This is the hardest of the Cabin Fever series to write as I’m trying to think about what I took away from my cabin years. Difficult because there is so much.
After a lot of thought, I think I can place most of what I learned under two broad headings: space and connection.

The Quesnel River at the end of Seven Mile Road.
Space
I think of this as both time and distance.
Walking for hours and knowing I would not see another person all day.
Talking and singing (very badly) to myself with only the trees to judge.
Walking in the dark and knowing the way by the slight curve of the road and the barely visible outline of black trees against navy blue sky.
These are all things I haven’t done for decades, but I still remember those ridiculously free feelings as if they were yesterday.
And time. So much time.
There were lots of things to do, of course — chopping wood, hauling water, keeping fires going in the winter, but so much time left for dreaming.
Of course, I had no electricity, so news of the outside world was limited to static-garbled scraps from the William’s Lake radio station, intermittently and randomly snatched from the sky by my old battery-operated radio.
“Come on over to the Boitanio Mall, climate controlled for your comfort …”
“Billy Jack, could you please come pick up your egg delivery from the train station as soon as possible. They’re hatching and running around …”
Limitless hours were left over for chasing random thoughts, reading books from cover to cover in one go, watching clouds, examining the light on a leaf. My Kodak Instamatic wasn’t up to capturing most of this, but that love of waiting and watching, now part of my photography, was hatched (like Billy Jack’s chickens) back then.
When I first arrived in Likely, however, I was quite afraid of all that space. I worried (and I know this from the one lonely diary entry I wrote in that whole period) that I might be hollow inside, and that I’d become filled up by the space and there’d be nothing of me left.
At the same time, I felt a bit claustrophobic, surrounded by miles and miles of trees.
I couldn’t say when those fears left me. I know that, at some point, I started thinking of the trees as my friendly neighbours and I guess I just stopped worrying about whether I was hollow or not.
If I’d set out to “find myself” I guess I must have just stumbled over myself one day without really noticing at the time.

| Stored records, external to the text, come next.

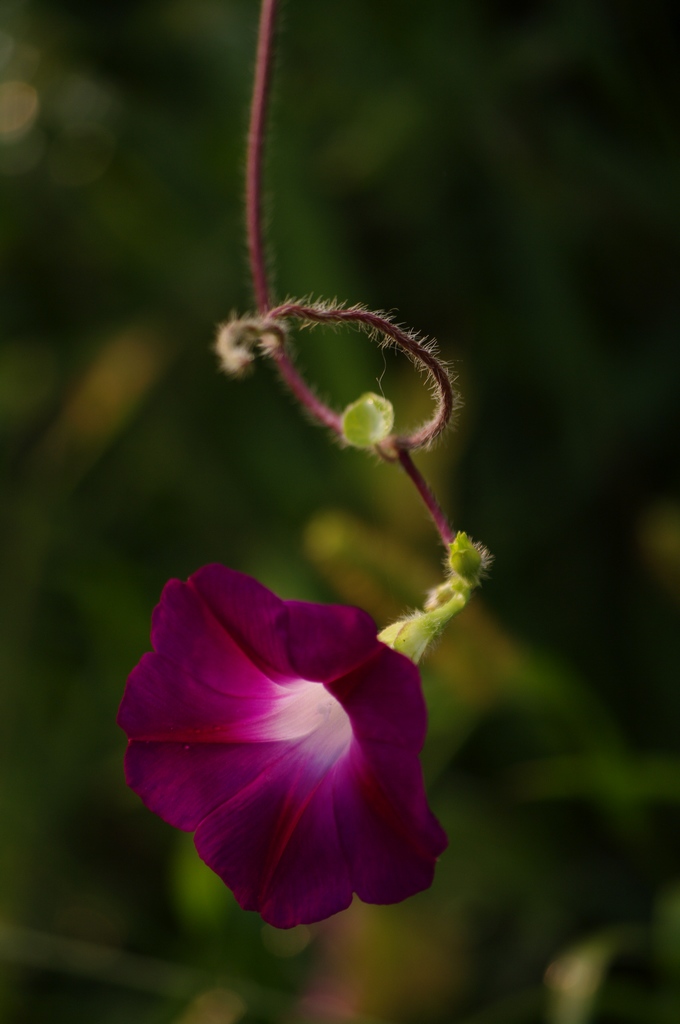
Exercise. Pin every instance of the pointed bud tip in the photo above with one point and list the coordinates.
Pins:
(368, 421)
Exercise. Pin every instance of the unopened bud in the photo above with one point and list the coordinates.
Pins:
(368, 421)
(466, 560)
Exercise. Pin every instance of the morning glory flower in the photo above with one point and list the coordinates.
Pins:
(286, 736)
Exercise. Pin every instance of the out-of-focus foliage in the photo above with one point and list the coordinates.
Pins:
(505, 175)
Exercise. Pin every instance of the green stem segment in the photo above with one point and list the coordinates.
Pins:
(414, 635)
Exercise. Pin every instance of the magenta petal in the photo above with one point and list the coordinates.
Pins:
(288, 736)
(282, 855)
(251, 613)
(185, 631)
(384, 700)
(328, 640)
(163, 701)
(184, 782)
(390, 839)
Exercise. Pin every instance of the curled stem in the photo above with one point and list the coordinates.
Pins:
(422, 355)
(272, 336)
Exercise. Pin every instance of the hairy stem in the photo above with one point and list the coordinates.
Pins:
(433, 507)
(256, 133)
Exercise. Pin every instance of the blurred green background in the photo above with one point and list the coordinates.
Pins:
(505, 176)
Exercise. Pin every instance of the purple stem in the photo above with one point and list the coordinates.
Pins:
(258, 116)
(371, 322)
(326, 416)
(433, 507)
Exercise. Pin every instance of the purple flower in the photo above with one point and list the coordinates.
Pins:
(287, 736)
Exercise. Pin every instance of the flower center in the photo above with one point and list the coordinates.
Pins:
(306, 709)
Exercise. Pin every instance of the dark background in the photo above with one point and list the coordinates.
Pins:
(504, 176)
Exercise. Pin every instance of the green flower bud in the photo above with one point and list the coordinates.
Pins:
(414, 635)
(466, 560)
(368, 421)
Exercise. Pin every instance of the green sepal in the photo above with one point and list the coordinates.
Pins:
(368, 421)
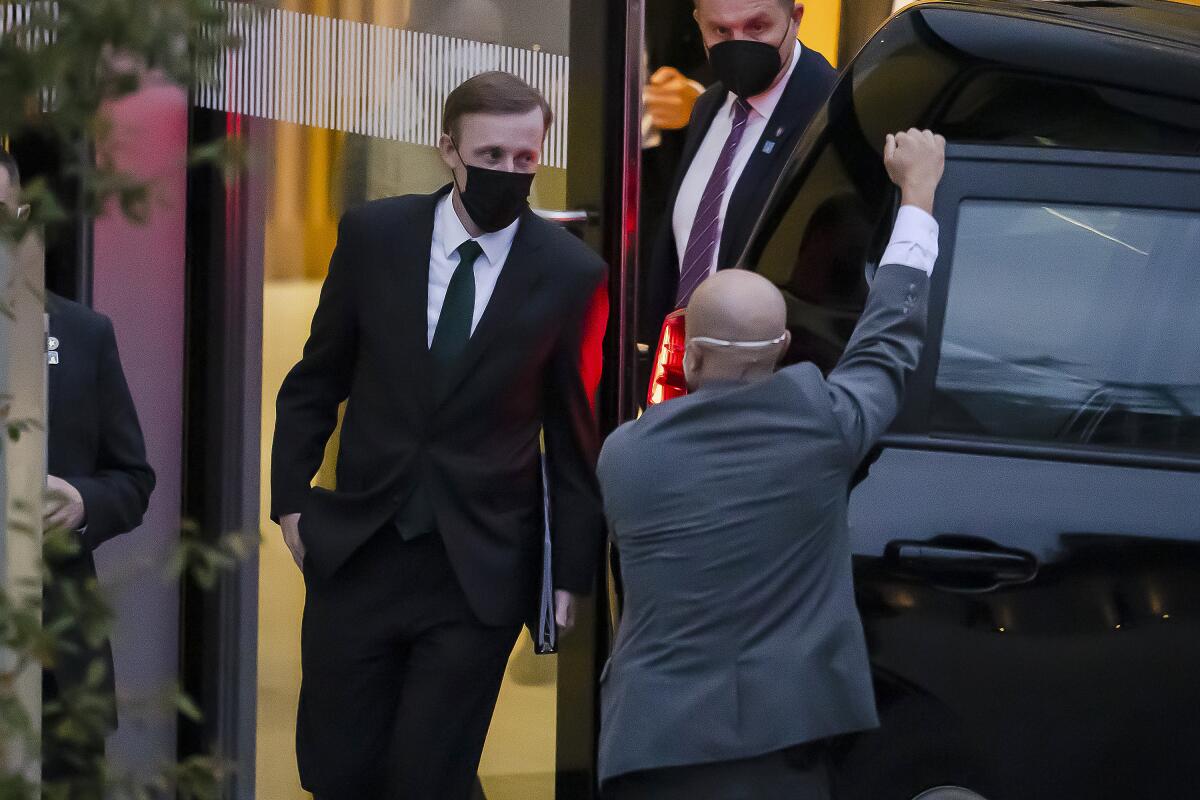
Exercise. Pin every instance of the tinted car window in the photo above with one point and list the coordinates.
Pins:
(1073, 324)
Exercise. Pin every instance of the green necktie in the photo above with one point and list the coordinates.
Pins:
(454, 325)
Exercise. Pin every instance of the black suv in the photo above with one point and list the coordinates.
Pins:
(1027, 539)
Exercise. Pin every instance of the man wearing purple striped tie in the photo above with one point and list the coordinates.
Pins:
(769, 85)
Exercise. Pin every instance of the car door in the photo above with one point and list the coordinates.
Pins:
(1027, 537)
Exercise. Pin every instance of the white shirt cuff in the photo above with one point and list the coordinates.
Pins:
(913, 240)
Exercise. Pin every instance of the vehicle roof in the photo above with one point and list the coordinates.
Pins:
(1165, 20)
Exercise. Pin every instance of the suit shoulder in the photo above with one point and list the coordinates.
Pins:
(570, 251)
(613, 447)
(77, 316)
(385, 211)
(714, 94)
(816, 65)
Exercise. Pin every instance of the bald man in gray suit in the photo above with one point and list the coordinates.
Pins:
(741, 649)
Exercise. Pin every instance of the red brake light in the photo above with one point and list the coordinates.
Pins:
(666, 378)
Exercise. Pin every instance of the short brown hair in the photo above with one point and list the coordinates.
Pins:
(492, 92)
(787, 5)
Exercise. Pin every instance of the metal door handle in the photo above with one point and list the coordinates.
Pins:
(570, 217)
(948, 560)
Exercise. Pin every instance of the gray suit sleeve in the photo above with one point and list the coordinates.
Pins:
(867, 386)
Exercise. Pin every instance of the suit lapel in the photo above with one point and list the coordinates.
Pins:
(802, 96)
(412, 241)
(519, 277)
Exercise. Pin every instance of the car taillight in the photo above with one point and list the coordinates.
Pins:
(666, 378)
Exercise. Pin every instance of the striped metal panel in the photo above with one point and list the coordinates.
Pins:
(369, 79)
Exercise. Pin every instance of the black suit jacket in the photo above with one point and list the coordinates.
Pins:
(472, 451)
(95, 444)
(807, 89)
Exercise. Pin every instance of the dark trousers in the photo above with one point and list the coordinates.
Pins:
(798, 773)
(400, 678)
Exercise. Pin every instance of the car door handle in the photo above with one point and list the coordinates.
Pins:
(937, 559)
(569, 217)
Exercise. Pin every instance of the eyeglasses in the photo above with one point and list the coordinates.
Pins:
(708, 340)
(21, 214)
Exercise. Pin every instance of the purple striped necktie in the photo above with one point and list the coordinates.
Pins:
(697, 258)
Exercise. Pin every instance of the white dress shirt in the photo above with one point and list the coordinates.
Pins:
(694, 182)
(913, 240)
(448, 235)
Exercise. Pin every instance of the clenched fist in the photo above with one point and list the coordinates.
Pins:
(63, 509)
(915, 161)
(289, 524)
(670, 97)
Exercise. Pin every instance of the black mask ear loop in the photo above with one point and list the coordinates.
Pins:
(454, 175)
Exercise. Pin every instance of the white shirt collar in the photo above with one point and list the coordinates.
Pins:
(449, 230)
(765, 103)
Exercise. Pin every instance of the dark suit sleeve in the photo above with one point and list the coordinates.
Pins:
(306, 408)
(867, 386)
(115, 495)
(573, 444)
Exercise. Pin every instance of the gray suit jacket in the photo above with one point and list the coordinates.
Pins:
(739, 633)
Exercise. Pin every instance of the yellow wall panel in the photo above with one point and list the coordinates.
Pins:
(821, 25)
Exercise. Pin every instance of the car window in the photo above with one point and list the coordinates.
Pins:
(1073, 324)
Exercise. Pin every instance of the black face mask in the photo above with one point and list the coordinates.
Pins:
(744, 66)
(493, 198)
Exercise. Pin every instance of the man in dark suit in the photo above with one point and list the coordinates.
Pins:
(454, 325)
(742, 130)
(741, 649)
(99, 486)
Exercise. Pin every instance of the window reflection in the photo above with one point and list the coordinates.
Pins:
(1074, 325)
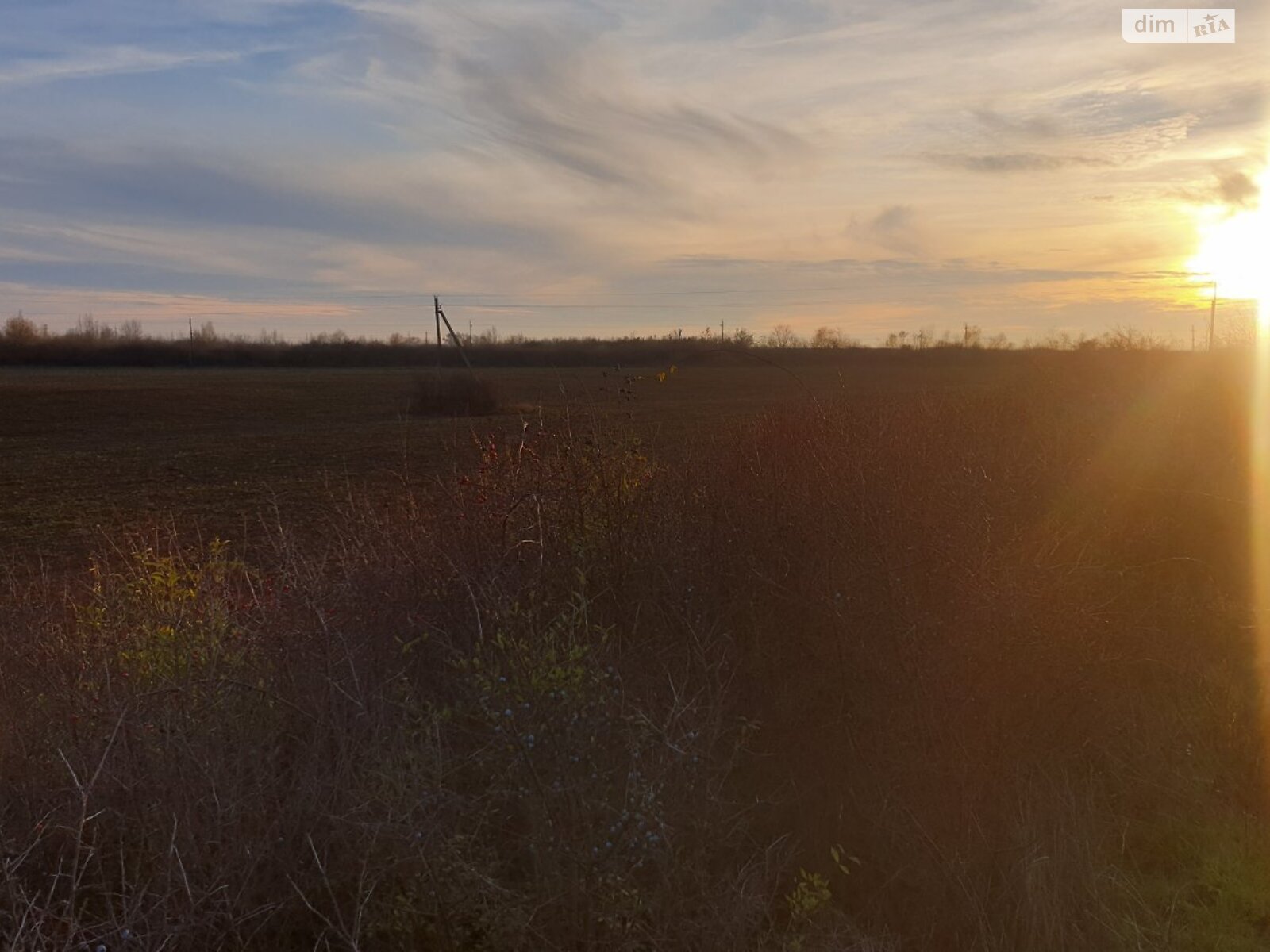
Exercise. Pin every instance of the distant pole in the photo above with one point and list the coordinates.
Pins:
(459, 344)
(1212, 317)
(436, 309)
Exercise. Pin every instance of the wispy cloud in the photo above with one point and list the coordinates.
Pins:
(106, 63)
(999, 158)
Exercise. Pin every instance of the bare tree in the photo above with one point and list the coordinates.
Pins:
(827, 338)
(783, 336)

Yikes! Not a Sasquatch — just me with frozen hair again.
Connection
While much of my Cabin Fever Series has been about me being alone out in the woods, the fact is that I couldn’t have done any of it without the support of a lot of other people. Even if I didn’t see people for days on end, I knew I was part of a community.
Back then the mail was delivered to Likely’s post office (a series of boxes at the gas station) on Tuesdays and Thursdays. On Mail Days everyone from a fifty mile radius came into town, ostensibly to check the mail, but mainly to see each other. The Likely Bar was the community centre.
I can’t remember how we arranged this, with no phones, but on a Mail Day I knew I could rely on a ride into town (about 15 miles away) from one of my Seven Mile Road neighbours. And I knew that if, for some reason, I didn’t show up — someone would come to check on me.

The Road to Likely
Should I feel the irresistible urge for human companionship, on a non-Mail Day, I knew I could always walk the couple of miles to my nearest neighbours and be welcomed in for a game of Bear Trap and several cups of well-percolated coffee.
Some of those Likely people who let me live with them when I was cabin-less, who loaned me tools, brought me firewood, gave me lifts, and even taught me to use a rifle (bear-in-the-cabin situation, luckily resolved without my having to practice my limited firearms skills) are still good friends today, forty-plus years on. In better days ahead, we should have a Likely bar reunion!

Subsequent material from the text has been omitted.